The wood pile is rained wet but the wood pile has no care of such a minor incursion. This wood grew from sapling right here on the island after all and has rain in its DNA. It burns regardless, wet or dry, no smoking. No bees though. Bees don’t like to fly in rain. I imagine them all peeping out through that tiny hole watching the clouds and needing a sugar rush. Buzz buzz, not yet ladies. How’s Her Majesty? She’s fine the old bat and who wouldn’t be with all that royal jelly plus, if you don’t mind, 1000 nurse bees at her every whim whenever she fancies whimming?
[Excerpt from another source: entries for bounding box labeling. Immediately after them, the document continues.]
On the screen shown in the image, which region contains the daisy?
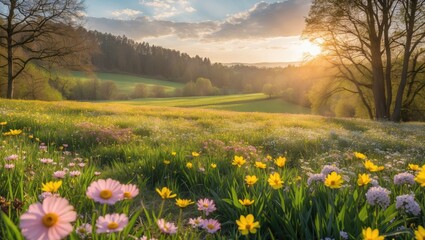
[86,178,124,205]
[19,197,77,240]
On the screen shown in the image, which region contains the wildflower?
[86,178,124,205]
[189,217,204,228]
[236,214,260,235]
[254,162,267,169]
[75,223,93,238]
[121,184,139,199]
[19,197,77,240]
[232,156,246,167]
[53,171,66,179]
[156,218,177,235]
[395,194,421,216]
[197,198,217,216]
[41,181,62,193]
[415,226,425,240]
[202,219,221,233]
[96,213,128,233]
[245,175,258,187]
[156,187,177,200]
[394,172,415,185]
[357,173,372,187]
[176,198,195,208]
[362,227,384,240]
[267,173,283,189]
[325,172,344,189]
[366,186,391,208]
[274,157,286,168]
[239,198,254,206]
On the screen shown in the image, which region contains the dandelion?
[267,173,283,189]
[232,156,246,167]
[156,218,177,235]
[176,198,195,208]
[86,178,124,205]
[41,181,62,193]
[236,214,260,235]
[202,219,221,233]
[274,157,286,168]
[245,175,258,187]
[197,198,217,216]
[357,173,372,187]
[19,197,77,240]
[239,198,254,206]
[121,184,139,199]
[362,227,384,240]
[96,213,128,233]
[155,187,177,200]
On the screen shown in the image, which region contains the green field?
[72,72,183,94]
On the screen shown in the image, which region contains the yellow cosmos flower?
[245,175,258,187]
[325,172,344,188]
[239,198,254,206]
[254,162,267,169]
[274,157,286,168]
[362,227,384,240]
[415,226,425,240]
[268,173,283,189]
[236,214,260,235]
[155,187,177,199]
[357,173,372,187]
[176,198,195,208]
[232,156,246,167]
[41,181,62,193]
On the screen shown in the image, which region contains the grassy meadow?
[0,99,425,239]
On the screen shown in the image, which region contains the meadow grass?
[0,100,425,239]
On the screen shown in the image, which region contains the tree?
[304,0,425,121]
[0,0,83,98]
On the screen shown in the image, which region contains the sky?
[85,0,317,63]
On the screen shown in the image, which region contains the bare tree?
[0,0,84,98]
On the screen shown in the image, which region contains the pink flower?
[202,219,221,233]
[86,178,124,205]
[121,184,139,199]
[96,213,128,233]
[156,218,177,235]
[19,197,77,240]
[53,171,66,179]
[197,198,217,216]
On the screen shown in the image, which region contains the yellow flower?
[236,214,260,235]
[155,187,177,199]
[415,226,425,240]
[245,175,258,186]
[239,198,254,206]
[232,156,246,167]
[254,162,267,169]
[325,172,344,188]
[268,173,283,189]
[357,173,372,187]
[41,181,62,193]
[354,152,367,160]
[176,198,194,208]
[362,227,384,240]
[274,157,286,168]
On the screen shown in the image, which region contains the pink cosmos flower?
[202,219,221,233]
[86,178,124,205]
[197,198,217,216]
[19,197,77,240]
[121,184,139,199]
[96,213,128,233]
[156,218,177,235]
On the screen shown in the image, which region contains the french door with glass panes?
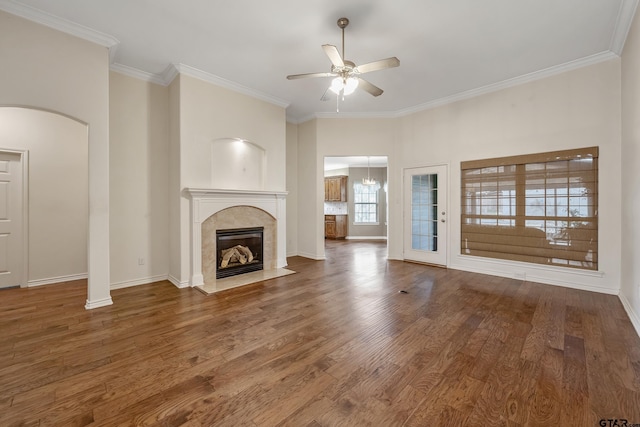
[404,165,447,265]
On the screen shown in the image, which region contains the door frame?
[401,162,451,268]
[0,147,29,288]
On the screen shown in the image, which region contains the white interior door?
[404,165,447,266]
[0,152,24,288]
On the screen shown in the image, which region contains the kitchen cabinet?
[324,176,348,202]
[324,215,347,239]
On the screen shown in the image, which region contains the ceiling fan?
[287,18,400,100]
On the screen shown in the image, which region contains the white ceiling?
[0,0,638,122]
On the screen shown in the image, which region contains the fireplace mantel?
[185,188,287,286]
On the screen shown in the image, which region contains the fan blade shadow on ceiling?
[322,44,344,67]
[356,77,384,96]
[320,88,331,101]
[355,56,400,74]
[287,73,338,80]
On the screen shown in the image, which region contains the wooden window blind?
[460,147,598,270]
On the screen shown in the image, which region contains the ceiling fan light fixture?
[329,77,358,95]
[329,77,344,95]
[344,77,358,95]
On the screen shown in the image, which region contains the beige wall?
[0,12,111,308]
[620,7,640,334]
[0,107,89,286]
[286,123,298,256]
[396,59,621,293]
[167,76,182,286]
[298,59,622,294]
[109,72,169,288]
[297,120,324,259]
[170,75,286,284]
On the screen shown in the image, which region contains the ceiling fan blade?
[356,56,400,74]
[356,77,384,96]
[287,73,338,80]
[322,44,344,67]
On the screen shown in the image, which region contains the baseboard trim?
[167,275,189,289]
[84,297,113,310]
[618,293,640,337]
[448,264,619,295]
[27,273,89,288]
[297,252,327,261]
[345,236,387,240]
[111,274,169,290]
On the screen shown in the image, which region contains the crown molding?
[109,62,168,86]
[160,64,180,86]
[170,64,289,108]
[395,50,619,117]
[609,0,638,56]
[0,0,120,51]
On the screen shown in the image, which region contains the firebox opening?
[216,227,264,279]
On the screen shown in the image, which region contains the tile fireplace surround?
[186,188,290,294]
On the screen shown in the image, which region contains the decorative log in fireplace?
[216,227,264,279]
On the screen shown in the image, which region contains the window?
[353,182,380,224]
[461,147,598,270]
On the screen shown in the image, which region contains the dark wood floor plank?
[0,241,640,427]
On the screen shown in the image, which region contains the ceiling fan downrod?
[338,18,349,61]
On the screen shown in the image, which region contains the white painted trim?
[0,148,29,288]
[111,274,169,290]
[609,0,638,55]
[84,297,113,310]
[297,252,327,261]
[618,293,640,337]
[0,0,120,50]
[109,62,167,86]
[27,273,89,288]
[170,64,289,108]
[167,275,189,289]
[449,254,619,295]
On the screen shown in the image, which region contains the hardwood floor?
[0,241,640,426]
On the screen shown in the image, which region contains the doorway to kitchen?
[323,155,388,247]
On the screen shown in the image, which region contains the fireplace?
[181,188,287,292]
[216,227,264,279]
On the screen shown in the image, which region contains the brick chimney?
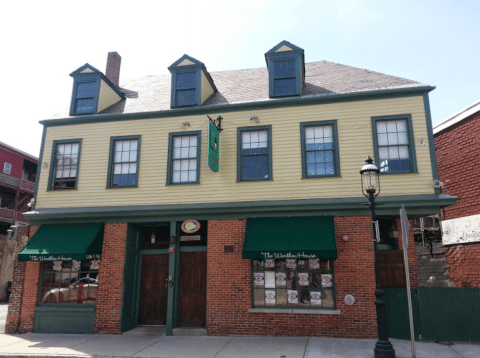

Gulls cut the sky looking white as newborn snowflakes against the greys, lazy, leisurely, nae rush at all, whilst other colours sharpen and shout new defiant music into the sleepy air. Rain turns ferns apple green. Moss and lichen lift into shades of Ochre, Sienna, Olive and prick tears to my eyes, Granite rocks divide into maps of the world, the cracks darkling with wet. There, the Mason Dixon Line, here, the continent of Africa minus Angola and over there, Iceland, more or less. Rhododendron leaves are polished to a sheen. My face drips as I walk and the little dog grows ever mud coloured. Puddles big enough to bathe in squat along the track, rain plash hiding tree reflections beneath its surface. Come another day reflections, for this day has no time for such gob-smacking indulgence. Mirror another day, bring out the cameras, click, post, marvel, compete, Like. We raindrops are legion and extremely busy watering the flowers and pissing people off. In short, we are having fun rumpling puddles and filling the wellies of anyone who stands still too long. We are chewing up the mud for the spreading, clarting the roads with it and sinking the baleful cows up to their knees as they wait to grab mouthfuls of hay before it becomes insulation for wall cavities.

Diamonds shiver at the tips of weeping larch, hundreds of them, thousands, perfect pear drops of heavenly water held in stasis, catching the light, on hold until it is their turn to fall into the mud. Still, it is surely a wondrous thing to be a light catching water diamond even once in a lifetime. Rain popples the sea-loch, lifting, luffing, tickling the surface until it giggles. A single heron stands as if on water, still and patient. Beneath a spread of hardwoods, beech, chestnut, elm, birch and ash, their branches lowed with rain weight, the ground glows liquid green, a molten gold carpet of Creeping Buttercup and Lady Elizabeth poppies. Even the wheelie bins gleam bright.

I remember rain, as slump and lift, as promise and disappointment, as joy and sadness. Rain, tears; Rain diamonds; Rain liquid life; Rain skid death; wash clean, wash away, wash out; I remember the joy of rain and the unjoy of it. Walking in the rain helps to shift a slump even if I cannot stop thinking of the family who will reach arms out to a beloved pet this day and touch only rain.